Non-goal state reward: -0.04.
Transition probabilities:
- 80% intended direction.
- 10% left of intended direction.
- 10% right of intended direction.
Hitting a wall results in staying in the same location.

Policy Evaluation
- Evaluate initial policy (going right in both states).
- Use Bellman equations for utility values.
- Linear system of equations due to fixed policy.
- Solve for utilities: V(S11) = 0.75, V(S21) = -0.85.
Policy Improvement
- Derive new policy based on utility values.
- Calculate expected utility for each potential policy direction.
- S11 optimal policy remains going right.
- S21 optimal policy changes to going up.
Repeating the Process
- Continue the iteration until policy stabilizes.
- New policies:
  - S11 continues right.
  - S21 confirmed to go up.
- Reevaluate utilities with updated policy: V(S11) = 0.918, V(S21) = 0.660.

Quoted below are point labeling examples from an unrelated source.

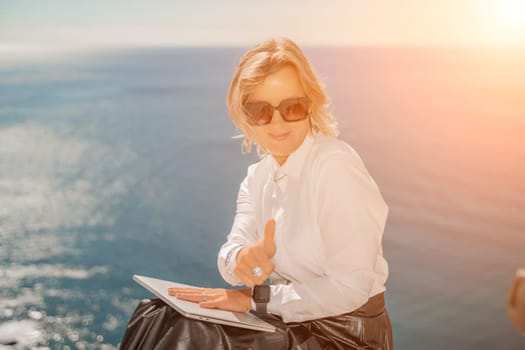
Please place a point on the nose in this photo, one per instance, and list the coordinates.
(277, 118)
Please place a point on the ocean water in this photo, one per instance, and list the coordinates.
(122, 162)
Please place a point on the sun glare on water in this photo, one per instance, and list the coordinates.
(506, 22)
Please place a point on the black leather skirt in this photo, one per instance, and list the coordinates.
(155, 325)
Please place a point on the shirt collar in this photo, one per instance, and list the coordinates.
(294, 163)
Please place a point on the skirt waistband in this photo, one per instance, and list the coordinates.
(373, 307)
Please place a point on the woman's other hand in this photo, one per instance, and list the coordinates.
(237, 300)
(255, 255)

Continue alternating between evaluation and improvement until policy no longer changes.
Final policy: S11 goes right, S21 goes up.
Convergence reached, example complete.

Example illustrated how to execute policy iteration algorithm.
Detailed calculations ensure understanding of policy evaluation and improvement steps.
Termination upon policy stabilization signifies finding an optimal policy.